Alwaght- Iran has strongly condemned a Thursday night terrorist attack in France’s Nice, where a truck loaded with weapons and hand grenades plowed through a crowd celebrating Bastille Day and killing at least 84 people.
Iran's Foreign Ministry Spokesman Bahram Qassemi released a statement on Friday, expressing deep regret for the incident. “As we have mentioned several times, terrorism is an ominous phenomenon that will be eradicated only with international cooperation and consensus,” he stressed.
Qassemi underlined that any “negligence or double standards” on battling terrorism is condemned and will be doomed to failure.
Lebanon’s Hezbollah resistance movement also condemned ‘the terrorist crime which targeted the innocent civilians in the French city the night before and claimed scores of victims.’
In a statement, Hezbollah considered that the crime is a new a chapter of the worldwide terror which does not distinguish between races, ages and religions, but aims to strike the entire humanity.
Hezbollah pointed out that the terrorist attacks witnessed in the Western countries are not different from those which hit the West Asia (Middle East).
This lays on the entire world the responsibility for uprooting terrorism and eradicating the channels which support it financially and politically and justify it under the pretext of false religious beliefs in order to carry out the schemes of some Western and Arab countries, the statement added.
Leading Muslim scholars and Arab leaders on Friday also condemned a truck attack that killed at least 84 revelers in the Mediterranean resort of Nice on France's national holiday.
Leading Islamic centre of learning in Egypt, Al-Azhar, said the "vile terrorist attack" contradicted Islam and called for "uniting efforts to defeat terrorism and rid the world of its evil."
Prominent Egyptian Muslim cleric Shawki Allam condemned the assailant as an "extremist."
"People who commit such ugly crimes are corrupt of the earth, and follow in the footsteps of Satan... and are cursed in this life and in the hereafter."
Arab League chief Ahmed Abul Gheit denounced the "craven terrorist attack," his spokesman said.
Tunisia said that the attacker, who police said held joint French-Tunisian citizenship, had committed an act of "extreme cowardice" and expressed solidarity with France against the "scourge of terrorism."
Palestinian Islamic Resistance Movement, Hamas also condemned the Bastille Day attack in Nice. Hamas offered its condolences to the casualties’ families, reiterating the group’s firm denunciation of such acts of "terrorism and extremism". “We know how it feels like to be stung by terrorism.

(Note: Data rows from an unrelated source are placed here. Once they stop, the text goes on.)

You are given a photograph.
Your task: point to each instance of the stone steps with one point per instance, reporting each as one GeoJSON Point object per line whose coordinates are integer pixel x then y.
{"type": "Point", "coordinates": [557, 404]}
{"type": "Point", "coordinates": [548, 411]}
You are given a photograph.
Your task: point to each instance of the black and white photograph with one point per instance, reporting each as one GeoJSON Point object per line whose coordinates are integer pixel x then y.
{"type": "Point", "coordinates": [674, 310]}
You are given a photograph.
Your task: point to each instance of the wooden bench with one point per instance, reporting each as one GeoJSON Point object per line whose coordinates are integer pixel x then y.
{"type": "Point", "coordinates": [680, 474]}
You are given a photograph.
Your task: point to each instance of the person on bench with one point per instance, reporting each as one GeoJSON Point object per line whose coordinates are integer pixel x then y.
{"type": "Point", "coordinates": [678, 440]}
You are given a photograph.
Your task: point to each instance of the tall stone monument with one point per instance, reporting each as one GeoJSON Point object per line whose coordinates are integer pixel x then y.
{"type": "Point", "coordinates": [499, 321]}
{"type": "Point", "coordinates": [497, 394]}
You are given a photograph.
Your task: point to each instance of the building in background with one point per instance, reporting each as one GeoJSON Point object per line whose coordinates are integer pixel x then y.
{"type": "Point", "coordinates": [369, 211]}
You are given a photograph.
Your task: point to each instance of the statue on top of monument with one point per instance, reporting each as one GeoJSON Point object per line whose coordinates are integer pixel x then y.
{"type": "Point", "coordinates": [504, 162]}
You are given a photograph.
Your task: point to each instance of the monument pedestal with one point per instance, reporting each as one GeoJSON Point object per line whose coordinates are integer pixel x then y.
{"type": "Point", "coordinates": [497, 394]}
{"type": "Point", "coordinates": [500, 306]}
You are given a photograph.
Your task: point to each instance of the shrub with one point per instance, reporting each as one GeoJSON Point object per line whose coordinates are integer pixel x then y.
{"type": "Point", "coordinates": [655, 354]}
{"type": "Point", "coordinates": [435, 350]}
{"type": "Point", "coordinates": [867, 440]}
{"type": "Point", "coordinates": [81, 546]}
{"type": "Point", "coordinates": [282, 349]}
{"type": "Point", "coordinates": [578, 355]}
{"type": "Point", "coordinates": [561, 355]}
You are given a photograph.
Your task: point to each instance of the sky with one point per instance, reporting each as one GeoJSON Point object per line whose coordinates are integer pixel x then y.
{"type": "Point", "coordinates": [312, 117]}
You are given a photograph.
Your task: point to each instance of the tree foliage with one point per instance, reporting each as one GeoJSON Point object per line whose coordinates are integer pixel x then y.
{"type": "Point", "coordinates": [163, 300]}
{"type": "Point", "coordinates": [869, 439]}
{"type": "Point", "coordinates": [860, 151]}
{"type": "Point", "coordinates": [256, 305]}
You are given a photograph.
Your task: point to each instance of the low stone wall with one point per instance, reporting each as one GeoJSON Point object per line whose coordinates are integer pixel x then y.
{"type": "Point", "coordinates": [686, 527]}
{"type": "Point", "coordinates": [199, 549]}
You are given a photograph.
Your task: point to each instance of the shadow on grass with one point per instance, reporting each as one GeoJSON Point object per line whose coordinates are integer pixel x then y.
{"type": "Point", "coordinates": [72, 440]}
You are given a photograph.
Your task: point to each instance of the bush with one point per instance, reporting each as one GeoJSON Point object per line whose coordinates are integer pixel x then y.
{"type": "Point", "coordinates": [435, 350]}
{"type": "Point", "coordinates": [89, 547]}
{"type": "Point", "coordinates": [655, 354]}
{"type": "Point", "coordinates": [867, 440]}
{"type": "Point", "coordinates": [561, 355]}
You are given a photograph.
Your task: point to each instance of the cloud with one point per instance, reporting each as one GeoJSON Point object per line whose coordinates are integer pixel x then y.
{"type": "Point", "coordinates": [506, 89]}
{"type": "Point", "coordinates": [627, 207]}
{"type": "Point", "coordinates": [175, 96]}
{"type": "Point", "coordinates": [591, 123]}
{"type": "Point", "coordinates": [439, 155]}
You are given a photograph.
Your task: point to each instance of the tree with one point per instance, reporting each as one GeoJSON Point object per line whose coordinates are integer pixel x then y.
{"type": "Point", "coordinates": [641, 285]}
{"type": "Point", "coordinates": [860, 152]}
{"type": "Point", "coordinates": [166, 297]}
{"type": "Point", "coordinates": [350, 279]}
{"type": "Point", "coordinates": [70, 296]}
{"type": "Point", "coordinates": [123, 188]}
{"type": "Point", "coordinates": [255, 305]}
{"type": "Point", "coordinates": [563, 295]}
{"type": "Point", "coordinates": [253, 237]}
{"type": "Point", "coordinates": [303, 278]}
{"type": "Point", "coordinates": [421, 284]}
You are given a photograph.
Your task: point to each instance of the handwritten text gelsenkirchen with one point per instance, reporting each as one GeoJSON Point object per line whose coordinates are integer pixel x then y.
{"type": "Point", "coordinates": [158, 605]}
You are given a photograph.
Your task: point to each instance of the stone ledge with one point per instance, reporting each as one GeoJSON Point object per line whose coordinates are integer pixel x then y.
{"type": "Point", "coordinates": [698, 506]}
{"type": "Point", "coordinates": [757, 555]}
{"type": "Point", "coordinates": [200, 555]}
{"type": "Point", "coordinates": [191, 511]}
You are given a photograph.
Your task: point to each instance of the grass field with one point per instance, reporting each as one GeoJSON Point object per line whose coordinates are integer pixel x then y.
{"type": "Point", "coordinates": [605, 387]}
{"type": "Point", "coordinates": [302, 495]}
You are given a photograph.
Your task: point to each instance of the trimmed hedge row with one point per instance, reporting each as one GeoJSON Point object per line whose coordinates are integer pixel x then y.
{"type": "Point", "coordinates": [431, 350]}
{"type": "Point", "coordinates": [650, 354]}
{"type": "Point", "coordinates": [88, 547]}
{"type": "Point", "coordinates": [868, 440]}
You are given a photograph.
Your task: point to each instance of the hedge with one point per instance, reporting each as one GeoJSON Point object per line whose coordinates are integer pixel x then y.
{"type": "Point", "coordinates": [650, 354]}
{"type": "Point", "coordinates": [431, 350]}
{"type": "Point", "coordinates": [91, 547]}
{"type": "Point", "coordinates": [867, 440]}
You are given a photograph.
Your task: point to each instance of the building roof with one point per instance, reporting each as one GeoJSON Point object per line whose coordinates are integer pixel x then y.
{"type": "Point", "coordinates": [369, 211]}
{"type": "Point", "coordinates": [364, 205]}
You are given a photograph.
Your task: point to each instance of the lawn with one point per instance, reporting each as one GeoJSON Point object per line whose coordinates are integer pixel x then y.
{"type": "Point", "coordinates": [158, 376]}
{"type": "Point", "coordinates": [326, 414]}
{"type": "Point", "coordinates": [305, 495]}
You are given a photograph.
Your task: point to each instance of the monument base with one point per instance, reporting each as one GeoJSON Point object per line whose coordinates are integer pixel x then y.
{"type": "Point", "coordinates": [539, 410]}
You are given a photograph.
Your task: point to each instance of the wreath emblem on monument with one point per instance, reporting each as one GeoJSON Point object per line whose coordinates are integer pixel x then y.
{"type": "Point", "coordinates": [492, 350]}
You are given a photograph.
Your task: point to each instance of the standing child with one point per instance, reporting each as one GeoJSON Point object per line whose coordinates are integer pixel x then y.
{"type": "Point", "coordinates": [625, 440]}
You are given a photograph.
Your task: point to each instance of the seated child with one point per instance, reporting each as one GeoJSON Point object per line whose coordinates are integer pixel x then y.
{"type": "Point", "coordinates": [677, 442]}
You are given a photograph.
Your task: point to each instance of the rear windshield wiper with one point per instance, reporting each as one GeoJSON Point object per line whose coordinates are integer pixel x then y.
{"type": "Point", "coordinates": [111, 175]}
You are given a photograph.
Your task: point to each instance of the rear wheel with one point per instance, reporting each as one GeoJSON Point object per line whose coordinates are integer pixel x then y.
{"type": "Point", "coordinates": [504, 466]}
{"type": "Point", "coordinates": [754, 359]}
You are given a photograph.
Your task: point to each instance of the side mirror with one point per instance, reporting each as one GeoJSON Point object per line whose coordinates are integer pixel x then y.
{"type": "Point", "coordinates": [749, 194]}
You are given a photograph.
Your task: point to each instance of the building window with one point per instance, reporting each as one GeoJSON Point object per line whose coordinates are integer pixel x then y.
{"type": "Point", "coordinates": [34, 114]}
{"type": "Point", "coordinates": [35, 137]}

The Palestinians have been suffering from Israeli terrorism for dozens of years,” the statement read.
At least 84 people were killed when, a French-Tunisian criminal well known to the police, rammed a truck through a crowd of thousands celebrating Bastille Day on the French Riviera on Thursday evening. Scores more were wounded, some of them critically with the toll expected to rise.